昨日のこのブログで書きましたが、光太郎の父・光雲と縁のあった人物も既に登場しています。松坂慶子さん演じる大隈綾子です。
昭和4年(1929)、萬里閣書房から刊行された『光雲懐古談』という書物があります。大正11年(1922)から、光太郎と、光太郎の友人で作家の田村松魚が光雲の談話を聴き、田村がそれを書き留めたものが中心になっています。
その中に、「大隈綾子刀自の思い出」という一項が設けられています。田村による聞き取りが行われていた大正12年(1923)、綾子が亡くなったことを受け、ちょうどいいい機会だから、と語ったものです。
それによると、綾子は御徒町に住んでいた旗本・三枝家の娘で、その三枝家が光雲の師匠・東雲の得意客であったことに端を発します。
一度は東雲が間に入って綾子が大工棟梁の家に嫁いだり(程なく不縁となり、出戻りましたが)、東雲が三枝家の屋敷を買い取ったり(移築されて、後に徴兵逃れのため光雲の養母となる東雲の姉・悦が暮らしました)、綾子の兄で当主の竜之介が東雲に大黒様の像を彫って貰ったところ、間もなく綾子と大隈重信の結婚がまとまり、大黒様の御利益だと評判になって、三枝家の親類筋からも大黒様の注文が入ったり……若き日の光雲はそうした経緯をそばで見聞きしていました。

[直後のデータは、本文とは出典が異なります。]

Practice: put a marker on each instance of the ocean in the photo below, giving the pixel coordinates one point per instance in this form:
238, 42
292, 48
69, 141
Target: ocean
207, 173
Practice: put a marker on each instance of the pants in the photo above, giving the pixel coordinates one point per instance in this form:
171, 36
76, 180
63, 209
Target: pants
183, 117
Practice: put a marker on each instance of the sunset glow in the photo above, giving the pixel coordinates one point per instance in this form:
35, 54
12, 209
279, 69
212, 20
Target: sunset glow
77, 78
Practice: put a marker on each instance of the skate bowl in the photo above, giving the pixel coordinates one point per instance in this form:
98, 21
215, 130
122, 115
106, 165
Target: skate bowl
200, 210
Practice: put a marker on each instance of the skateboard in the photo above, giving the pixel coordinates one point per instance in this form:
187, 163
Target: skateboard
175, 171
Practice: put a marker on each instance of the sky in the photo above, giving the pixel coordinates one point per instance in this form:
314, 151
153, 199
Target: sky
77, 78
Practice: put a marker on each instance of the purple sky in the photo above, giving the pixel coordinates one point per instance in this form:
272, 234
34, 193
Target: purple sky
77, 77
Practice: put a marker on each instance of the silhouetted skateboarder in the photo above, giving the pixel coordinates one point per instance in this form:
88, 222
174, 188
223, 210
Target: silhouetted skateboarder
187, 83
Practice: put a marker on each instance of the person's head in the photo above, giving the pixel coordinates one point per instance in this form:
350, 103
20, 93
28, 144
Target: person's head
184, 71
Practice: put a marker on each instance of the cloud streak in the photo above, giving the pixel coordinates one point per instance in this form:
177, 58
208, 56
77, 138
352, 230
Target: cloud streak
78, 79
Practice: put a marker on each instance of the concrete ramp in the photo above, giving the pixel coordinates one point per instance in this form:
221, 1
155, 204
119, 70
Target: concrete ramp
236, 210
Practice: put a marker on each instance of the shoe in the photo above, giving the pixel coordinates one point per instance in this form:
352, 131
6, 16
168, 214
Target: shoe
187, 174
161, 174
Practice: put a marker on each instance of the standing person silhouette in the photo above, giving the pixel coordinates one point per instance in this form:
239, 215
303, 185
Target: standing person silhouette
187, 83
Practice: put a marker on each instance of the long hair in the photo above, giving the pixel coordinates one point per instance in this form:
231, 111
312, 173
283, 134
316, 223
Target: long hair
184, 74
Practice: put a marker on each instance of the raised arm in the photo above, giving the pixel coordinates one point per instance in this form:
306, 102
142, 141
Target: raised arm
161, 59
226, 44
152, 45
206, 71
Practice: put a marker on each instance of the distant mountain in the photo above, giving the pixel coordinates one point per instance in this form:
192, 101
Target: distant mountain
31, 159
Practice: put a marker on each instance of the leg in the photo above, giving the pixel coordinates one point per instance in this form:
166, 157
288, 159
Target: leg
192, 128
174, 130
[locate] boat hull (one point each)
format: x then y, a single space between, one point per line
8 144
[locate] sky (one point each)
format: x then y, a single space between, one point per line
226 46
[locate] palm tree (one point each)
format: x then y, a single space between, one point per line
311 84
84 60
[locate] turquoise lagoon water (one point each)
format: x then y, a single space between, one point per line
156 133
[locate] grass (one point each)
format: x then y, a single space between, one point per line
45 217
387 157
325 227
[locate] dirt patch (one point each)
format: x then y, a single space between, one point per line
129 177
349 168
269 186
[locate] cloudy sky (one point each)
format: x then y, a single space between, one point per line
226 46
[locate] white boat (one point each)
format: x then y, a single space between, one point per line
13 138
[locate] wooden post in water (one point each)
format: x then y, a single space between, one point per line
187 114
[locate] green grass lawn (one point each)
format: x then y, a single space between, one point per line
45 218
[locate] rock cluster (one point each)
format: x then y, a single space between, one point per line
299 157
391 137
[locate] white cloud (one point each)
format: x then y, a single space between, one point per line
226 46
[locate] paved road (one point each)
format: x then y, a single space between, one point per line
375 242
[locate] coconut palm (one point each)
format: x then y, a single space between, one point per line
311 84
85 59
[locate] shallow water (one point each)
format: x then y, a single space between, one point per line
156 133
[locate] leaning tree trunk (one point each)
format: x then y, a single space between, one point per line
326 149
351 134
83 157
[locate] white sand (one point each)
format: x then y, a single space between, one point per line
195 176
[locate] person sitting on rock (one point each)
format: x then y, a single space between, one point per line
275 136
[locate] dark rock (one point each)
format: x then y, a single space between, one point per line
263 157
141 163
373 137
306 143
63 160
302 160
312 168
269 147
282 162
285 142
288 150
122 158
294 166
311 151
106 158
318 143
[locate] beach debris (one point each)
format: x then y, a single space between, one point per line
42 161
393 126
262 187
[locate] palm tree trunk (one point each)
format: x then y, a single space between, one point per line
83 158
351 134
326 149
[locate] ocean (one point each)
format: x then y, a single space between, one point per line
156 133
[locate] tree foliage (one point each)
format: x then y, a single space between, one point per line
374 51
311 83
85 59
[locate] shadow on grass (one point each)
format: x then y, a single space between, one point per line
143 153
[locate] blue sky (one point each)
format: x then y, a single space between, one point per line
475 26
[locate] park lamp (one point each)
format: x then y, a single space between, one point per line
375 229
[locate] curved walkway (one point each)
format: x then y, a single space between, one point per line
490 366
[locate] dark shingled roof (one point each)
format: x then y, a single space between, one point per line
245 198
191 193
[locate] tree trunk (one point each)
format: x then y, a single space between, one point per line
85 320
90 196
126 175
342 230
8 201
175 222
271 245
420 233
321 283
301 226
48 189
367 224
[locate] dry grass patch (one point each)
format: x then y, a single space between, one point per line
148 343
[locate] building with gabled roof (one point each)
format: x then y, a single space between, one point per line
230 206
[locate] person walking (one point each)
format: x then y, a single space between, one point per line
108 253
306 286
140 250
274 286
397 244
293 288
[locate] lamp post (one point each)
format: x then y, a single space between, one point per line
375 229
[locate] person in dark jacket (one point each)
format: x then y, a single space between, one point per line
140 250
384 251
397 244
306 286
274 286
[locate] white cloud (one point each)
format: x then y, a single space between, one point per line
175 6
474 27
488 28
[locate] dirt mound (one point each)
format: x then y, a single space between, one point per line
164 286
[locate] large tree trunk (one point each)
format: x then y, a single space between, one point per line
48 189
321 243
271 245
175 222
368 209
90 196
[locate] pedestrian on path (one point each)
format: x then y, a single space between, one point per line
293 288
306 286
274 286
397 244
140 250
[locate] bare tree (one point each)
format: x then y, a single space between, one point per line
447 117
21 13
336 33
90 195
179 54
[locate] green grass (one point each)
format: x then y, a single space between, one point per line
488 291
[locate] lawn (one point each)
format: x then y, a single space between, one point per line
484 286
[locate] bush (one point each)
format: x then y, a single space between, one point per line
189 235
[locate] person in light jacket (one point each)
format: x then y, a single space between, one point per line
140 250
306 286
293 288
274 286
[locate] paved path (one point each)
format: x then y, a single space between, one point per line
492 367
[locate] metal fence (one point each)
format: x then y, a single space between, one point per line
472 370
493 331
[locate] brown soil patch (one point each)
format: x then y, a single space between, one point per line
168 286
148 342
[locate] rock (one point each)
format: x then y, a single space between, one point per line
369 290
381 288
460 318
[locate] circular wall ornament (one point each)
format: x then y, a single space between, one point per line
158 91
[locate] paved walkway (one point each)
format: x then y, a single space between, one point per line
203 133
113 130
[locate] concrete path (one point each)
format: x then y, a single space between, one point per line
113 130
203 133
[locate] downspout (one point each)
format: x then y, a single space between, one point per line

また、綾子が大隈家に嫁いだ後、綾子が実家に残した厖大な「南無阿弥陀仏」の願文を、光雲が師匠に命じられて、川施餓鬼の時に、二、三時間かけて吾妻橋から隅田川に流したこともあるそうです。
光雲の綾子評。
噂に聞けば大隈夫人綾子と云ふ人は、大層よく出来た人だとの評判であるが、成程、娘時代からあれ丈けの辛抱をして心を錬つて居られた丈あつて、今日天下一二と云はれる政治家の夫人となつてもやはりその妻としての役儀を立派に仕終せるといふは、心掛けがまた別なものであるかと感心したことでありました。
綾子が亡くなった後、綾子の過去に関する誤った風聞――光雲曰く「元、料理屋の女中であつたなど、誰々の妾であつたなど」――が広まり、それを憂えた光雲が、懐古談の中で、特に綾子の話をしたというわけです。
ところで、年令の関係ですが、光雲は嘉永5年(1853)の生まれ。綾子は2つ上の嘉永3年(1851)生まれです。ちなみに広岡浅子は嘉永2年(1850)生まれ。浅子の方が年上です。
「あさが来た」では波瑠さん(あさ)と松坂慶子さん(綾子)で、どう見ても綾子の方が年上に見えますが、そこはドラマの演出上、仕方がないのでしょう。
ところで光雲の語った「大隈綾子刀自の思い出」、「青空文庫」さんで読むことが出来ます。ぜひお読み下さい。
【折々の歌と句・光太郎】
春をりをり雨の寒さよ一人旅 明治42年(1909) 光太郎27歳
やっと暖かくなったと思ったら、寒の戻りで冷たい雨。「三寒四温」とはよく言ったものですね。